Primary key in mongo db

Each document in mongo db is required to have a primary key and this key is always indexed. While inserting a document in mongo, if you do not include an '_id' field then mongo will create a new value of bson type ObjectId and set _id field with it. Does the primary key always needs to be of type ObjectId? Is it okay to create ObjectId in application code?

ObjectId

ObjectId is a bson type. It's values are 12 bytes in size. Don't be confused when you see a ObjectId with 24 characters in RoboMongo, because each of those characters do not represent a byte. Since this is a Hexadecimal string and each character represents just 4 bits, these 24 characters just go as 12 bytes. The values of this type are good for sorting the documents in collection because they contain timestamp in them. This means that ObjectId is structured in a way where timestamp, integer counter are encoded in those 12 bytes.

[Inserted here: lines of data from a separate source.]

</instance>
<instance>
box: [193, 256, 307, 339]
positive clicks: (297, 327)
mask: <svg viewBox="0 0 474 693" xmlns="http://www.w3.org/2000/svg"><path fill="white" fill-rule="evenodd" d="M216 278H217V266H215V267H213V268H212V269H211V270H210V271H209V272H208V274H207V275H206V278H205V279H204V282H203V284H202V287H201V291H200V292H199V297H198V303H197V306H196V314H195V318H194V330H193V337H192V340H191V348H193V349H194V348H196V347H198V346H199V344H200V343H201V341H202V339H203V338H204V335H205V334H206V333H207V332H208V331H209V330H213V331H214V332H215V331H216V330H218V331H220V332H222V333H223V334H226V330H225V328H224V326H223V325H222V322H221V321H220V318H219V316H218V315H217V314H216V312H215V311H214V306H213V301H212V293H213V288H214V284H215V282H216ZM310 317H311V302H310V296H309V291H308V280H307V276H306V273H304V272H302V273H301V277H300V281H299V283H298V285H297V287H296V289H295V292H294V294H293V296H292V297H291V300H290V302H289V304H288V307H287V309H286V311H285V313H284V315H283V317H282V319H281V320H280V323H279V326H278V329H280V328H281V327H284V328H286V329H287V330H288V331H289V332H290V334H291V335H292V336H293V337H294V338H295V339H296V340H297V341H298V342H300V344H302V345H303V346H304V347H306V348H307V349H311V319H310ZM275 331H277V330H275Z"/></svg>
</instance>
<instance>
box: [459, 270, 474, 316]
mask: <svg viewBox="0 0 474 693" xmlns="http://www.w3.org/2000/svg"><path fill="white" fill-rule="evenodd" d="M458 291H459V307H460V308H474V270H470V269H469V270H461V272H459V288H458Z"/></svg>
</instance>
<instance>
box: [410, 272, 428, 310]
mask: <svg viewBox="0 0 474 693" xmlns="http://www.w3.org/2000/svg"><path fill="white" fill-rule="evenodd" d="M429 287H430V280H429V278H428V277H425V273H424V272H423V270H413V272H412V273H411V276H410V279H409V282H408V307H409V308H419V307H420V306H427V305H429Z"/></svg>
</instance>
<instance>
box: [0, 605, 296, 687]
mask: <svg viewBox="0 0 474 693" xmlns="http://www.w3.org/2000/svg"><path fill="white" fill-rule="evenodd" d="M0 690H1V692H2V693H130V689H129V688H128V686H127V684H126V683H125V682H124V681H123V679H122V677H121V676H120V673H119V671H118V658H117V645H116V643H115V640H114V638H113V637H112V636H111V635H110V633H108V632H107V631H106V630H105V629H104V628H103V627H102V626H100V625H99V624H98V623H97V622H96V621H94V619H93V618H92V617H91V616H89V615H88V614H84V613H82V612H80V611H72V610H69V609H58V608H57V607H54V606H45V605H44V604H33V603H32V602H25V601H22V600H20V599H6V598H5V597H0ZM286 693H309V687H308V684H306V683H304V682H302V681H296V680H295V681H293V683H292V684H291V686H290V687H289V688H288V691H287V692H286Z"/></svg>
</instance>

ObjectId can be a good default primary key choice if you do not have a meaningful primary key in your document. But if you have a meaningful primary key in your application then you might want to use that key as primary key instead of default generated ObjectId. If you don't then you will have to create an index on your key field to do efficient lookup by that key.

Can I create ObjectId?

Creating ObjectId is easy as long as you can provide the correct hex string to its constructor/creatorFunction. For my case where I had to use an IMDB movieId as a primary key, this wasn't a good option. Because for example, IMDB movie id does not contain a timestamp in it, a counter intialized to a random value etc, all these things need to be present in the hex string that you pass to the constructor of ObjectId in GoLang. I could have transformed these ID's to ObjectIds by using some crazy and hard to understand code, but that is not what I usually want. So as long as an application can generate 24 byte hex string in a format expected by ObjectId constructor, it can create an ObjectId and use it in whatever way it wants.

Other types for _id field?

You can use most of the bson type for _id field but not all, for example you can use int, long etc. In my case I just used the moveId for _id fields and movieId was a string in my applicatoin. And it is working fine so far, both for insert and findById. I haven't tested it on a sharded cluster though. I don't think that will be an issue.

Query on ObjectId

One more case is when you are using ObjectId for _id field and you want to provide a findById feature in your applicatoin. Users will provide you not the ObjectId instance but a hex string. If you query mongo by string and field is of type ObjectId then obviously you will find zero documents with it. GoLang official driver provides a way to convert a hex string to ObjectId, you can use this as follows:

     id, err := primitive.ObjectIDFromHex(idString)
     if err!=nil{
         //may be take some action
     }

Thanks for reading.